お二方の発表を通して、学生の興味が思わぬ形で引き出されたことや、学生側から興味をもってくれたことがきっかけになったという点がとても印象的でした。普段は目にする機会の少ないセンサーカメラを自分たちで設置し、回収し、映像を確認するといった一連の調査を体験できることは、学生にとって大きな学びと価値があるのだと感じました。

山浦氏のスライド

▲山浦氏(理科ハウス)より、学生たちによる哺乳類調査結果の確認・入力の様子

多様な主体と連携した調査のためのポイント

事例発表の最後に、今回ご発表いただいた3つのサイトの事例から学校・学生との連携におけるポイントをまとめ、発表者の皆さんから一言いただき、最後に鬼丸氏から多様な主体との連携ポイントについて再度共有していただきました。

連携ポイントをまとめたスライド

閉会にあたり、モニ1000里地調査検討委員の畠佐代子氏から、縦と横の繋がりを上手く活用することが担い手の育成において重要であること、今回の発表事例が他の調査地の方々にとってヒントとなることを期待しているとのお話しがありました。また、環境省生物多様性センターの常富豊センター長からは、里地調査において多様な主体との連携が、活動継続に寄与することを期待しているとのコメントをいただきました。

おわりに

今回のシンポジウムを通じて、多様な主体、特に学校や学生と連携している3サイトの皆様は、きっかけこそ様々であっても、連携を長く続けるためにそれぞれ工夫を重ねており、その結果として調査がより豊かなものになっていることを強く感じました。また、里地調査を継続していく上で、新たな担い手へとつないでいくことが最も重要であり、そのためには他主体、特に教育機関との連携が鍵になると実感しました。また今回の3サイトでの事例では、さまざまな連携の仕方、活動内容を含んでおり、連携を検討している他サイトの方々にとって前向きな気持ちを抱かせる内容でした。学生であり、まだモニ1000調査に参加したことのない私にとっても、里地調査が保全に役立つだけでなく、人とのつながりを生み出す場であることを認識する貴重な機会となりました。

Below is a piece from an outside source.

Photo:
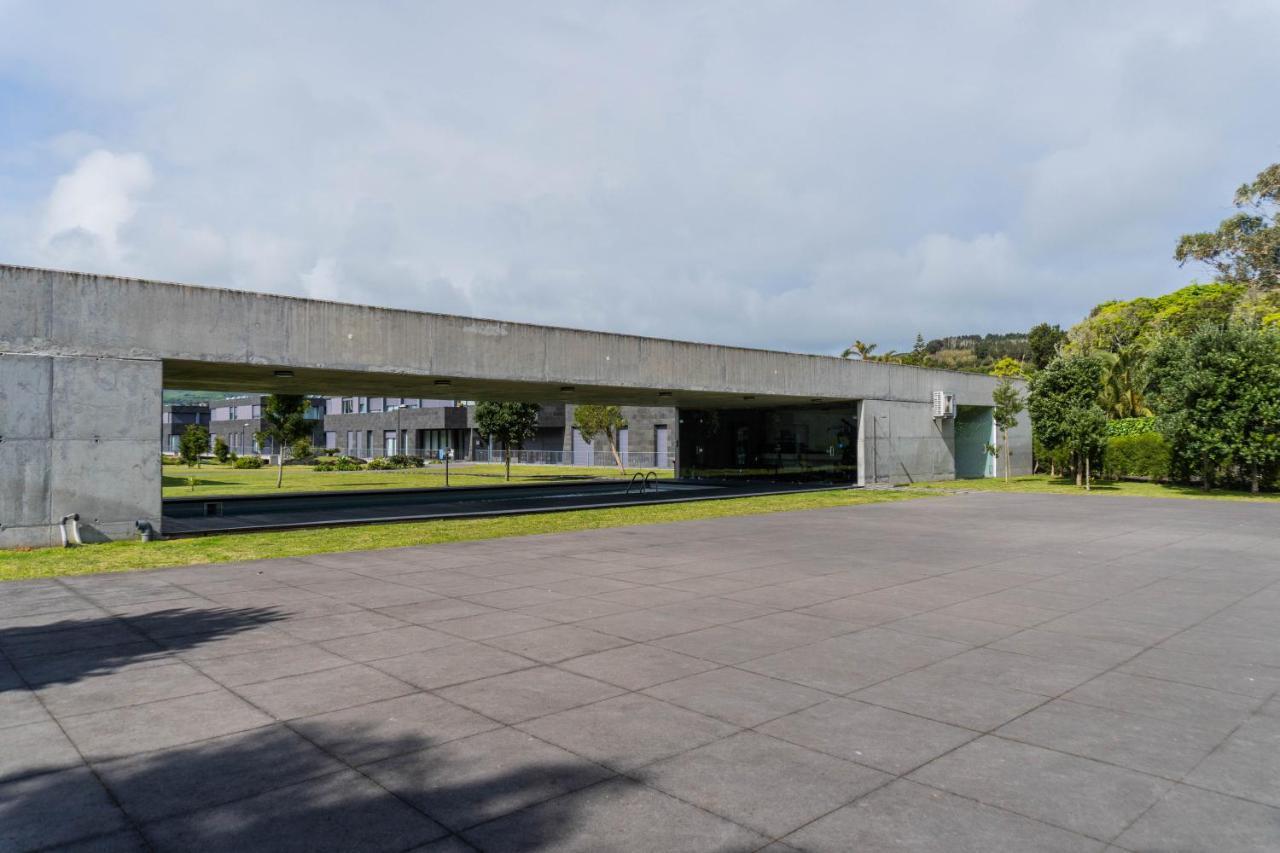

多様な主体、特に学校や学生との連携は、現在の活動を支える担い手を補うだけでなく、「未来の担い手となる子どもたち」を育てることにもつながっています。その成果が数年後により明確な形で表れることを期待しています。

最後に、今回のシンポジウムにご参加いただいた皆さまへ、心より御礼申し上げます。